Yellow Rat Snake Elaphe obsoleta quadrivittata
7 Interesting Facts About Yellow Rat Snakes
>> Yellow rate snakes are known to interbreed with the black rat snake. Such intergraded specimens may have a much darker greenish background.
>> Rat snakes are relatively slow moving and will most often “freeze” when first encountering danger. This is why so many are killed on roadways. When “freezing” on the ground they will often take on a rippled posture, looking like a large unironed ribbon.

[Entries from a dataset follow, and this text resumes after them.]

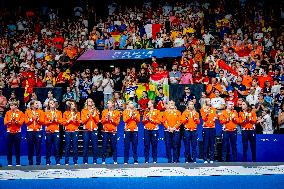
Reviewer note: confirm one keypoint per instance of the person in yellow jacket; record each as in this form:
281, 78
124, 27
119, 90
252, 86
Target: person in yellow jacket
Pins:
110, 121
209, 115
71, 123
190, 119
131, 118
151, 120
229, 118
53, 118
90, 117
172, 120
34, 119
14, 120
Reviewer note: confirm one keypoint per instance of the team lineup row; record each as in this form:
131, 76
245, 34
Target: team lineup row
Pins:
172, 119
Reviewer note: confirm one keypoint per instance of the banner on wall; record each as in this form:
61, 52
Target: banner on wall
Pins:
152, 90
131, 54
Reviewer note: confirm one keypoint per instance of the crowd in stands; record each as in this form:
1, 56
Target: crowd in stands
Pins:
237, 54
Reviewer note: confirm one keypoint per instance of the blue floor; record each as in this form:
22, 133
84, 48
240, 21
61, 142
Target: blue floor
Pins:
24, 160
220, 182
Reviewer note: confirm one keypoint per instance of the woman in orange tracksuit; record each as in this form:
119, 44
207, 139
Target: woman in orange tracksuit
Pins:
71, 122
34, 119
110, 121
53, 118
229, 119
151, 121
14, 120
90, 119
131, 118
247, 120
190, 119
172, 120
209, 115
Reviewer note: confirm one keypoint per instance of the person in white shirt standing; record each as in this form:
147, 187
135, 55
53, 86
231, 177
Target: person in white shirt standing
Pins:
207, 37
252, 98
107, 85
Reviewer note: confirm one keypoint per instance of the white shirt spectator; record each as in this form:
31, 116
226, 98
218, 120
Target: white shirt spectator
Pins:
252, 99
207, 38
267, 124
179, 42
217, 102
97, 81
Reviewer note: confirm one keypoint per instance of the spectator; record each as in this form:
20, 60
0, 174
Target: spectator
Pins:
107, 85
3, 103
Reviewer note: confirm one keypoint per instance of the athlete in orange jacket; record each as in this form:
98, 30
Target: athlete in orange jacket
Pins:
247, 120
151, 121
190, 119
71, 122
14, 120
90, 117
34, 119
229, 119
110, 121
208, 114
172, 121
131, 117
53, 118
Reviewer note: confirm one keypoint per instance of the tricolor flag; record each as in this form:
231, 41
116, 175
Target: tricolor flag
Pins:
152, 29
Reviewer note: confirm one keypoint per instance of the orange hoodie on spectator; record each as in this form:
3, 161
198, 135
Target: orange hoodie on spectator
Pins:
171, 119
247, 120
34, 119
52, 125
229, 120
69, 123
208, 116
90, 119
190, 119
110, 120
151, 119
131, 120
14, 121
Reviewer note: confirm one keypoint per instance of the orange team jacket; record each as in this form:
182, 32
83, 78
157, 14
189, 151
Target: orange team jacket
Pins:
90, 120
53, 126
152, 119
111, 124
131, 121
190, 119
229, 120
208, 117
14, 126
171, 119
71, 126
34, 119
247, 120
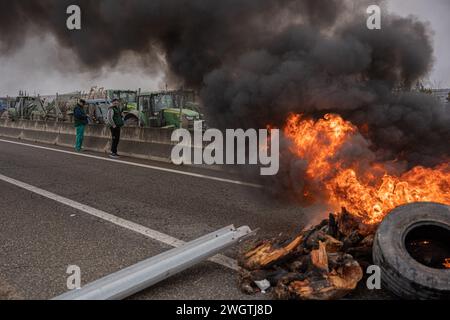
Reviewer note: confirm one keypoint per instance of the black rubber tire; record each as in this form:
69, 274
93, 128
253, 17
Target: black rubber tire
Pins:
400, 273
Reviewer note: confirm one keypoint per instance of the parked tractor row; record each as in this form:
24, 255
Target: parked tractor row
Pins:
168, 108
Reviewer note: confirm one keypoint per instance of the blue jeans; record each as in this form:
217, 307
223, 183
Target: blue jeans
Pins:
80, 137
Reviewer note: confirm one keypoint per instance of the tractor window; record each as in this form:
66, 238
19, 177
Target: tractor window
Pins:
144, 102
162, 102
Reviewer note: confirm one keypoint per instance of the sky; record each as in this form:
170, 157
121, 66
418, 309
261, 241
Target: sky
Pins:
36, 67
437, 13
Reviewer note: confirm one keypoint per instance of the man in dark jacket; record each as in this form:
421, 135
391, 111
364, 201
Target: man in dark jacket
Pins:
115, 122
80, 121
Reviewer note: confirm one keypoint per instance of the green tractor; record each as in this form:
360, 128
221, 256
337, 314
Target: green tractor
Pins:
129, 106
165, 109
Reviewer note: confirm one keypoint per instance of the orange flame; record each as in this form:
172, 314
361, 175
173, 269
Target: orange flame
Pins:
364, 187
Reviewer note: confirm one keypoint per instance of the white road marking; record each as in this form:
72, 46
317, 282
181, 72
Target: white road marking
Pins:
150, 233
196, 175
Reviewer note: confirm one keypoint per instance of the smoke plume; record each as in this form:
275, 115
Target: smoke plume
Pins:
256, 61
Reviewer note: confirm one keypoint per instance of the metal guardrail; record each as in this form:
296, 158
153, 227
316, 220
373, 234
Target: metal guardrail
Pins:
142, 275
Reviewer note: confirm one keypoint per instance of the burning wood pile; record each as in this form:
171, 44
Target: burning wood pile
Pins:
319, 263
335, 163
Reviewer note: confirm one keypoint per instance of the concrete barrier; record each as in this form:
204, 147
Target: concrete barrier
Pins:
142, 143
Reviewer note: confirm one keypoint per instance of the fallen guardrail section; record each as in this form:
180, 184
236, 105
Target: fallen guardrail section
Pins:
138, 277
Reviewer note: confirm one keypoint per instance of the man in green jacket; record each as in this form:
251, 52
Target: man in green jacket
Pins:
80, 122
115, 122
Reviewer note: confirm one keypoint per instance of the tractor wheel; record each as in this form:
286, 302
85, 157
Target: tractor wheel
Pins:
411, 246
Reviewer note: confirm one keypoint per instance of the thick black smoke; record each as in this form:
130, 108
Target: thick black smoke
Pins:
255, 61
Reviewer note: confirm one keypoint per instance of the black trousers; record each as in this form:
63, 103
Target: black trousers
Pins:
115, 133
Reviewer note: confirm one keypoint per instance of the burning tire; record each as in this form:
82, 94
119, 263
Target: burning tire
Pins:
412, 248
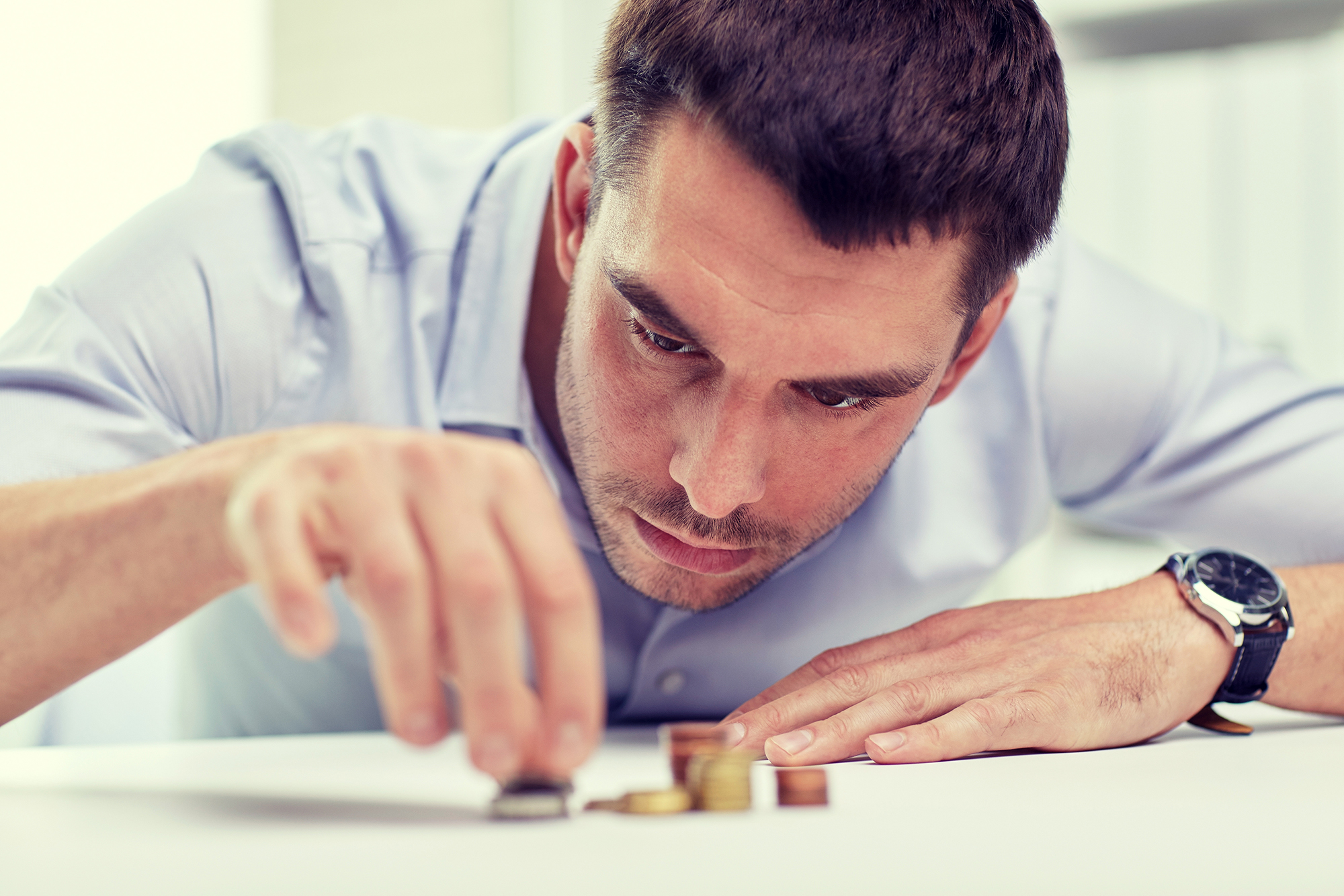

>> They are good climbers and at least partially arboreal, typified by climbing into magnolia and live-oak trees. The angles in its belly scales help to grip the irregularities on the boles of rocks, trees, and cliffs.
>> They move by throwing their body into a series of horizontal waves that flow continuously from head to tail.
>> When disturbed, they often vibrate their tail rapidly. In dry leaves the resulting noise may cause it to be mistaken for a rattlesnake.
>> When cornered, they may literally stand up and fight, with the front portion of the body reared upward, the head drawn back in an S-curve, and the mouth held open in readiness to strike. Sometimes it will hiss as it lunges forward.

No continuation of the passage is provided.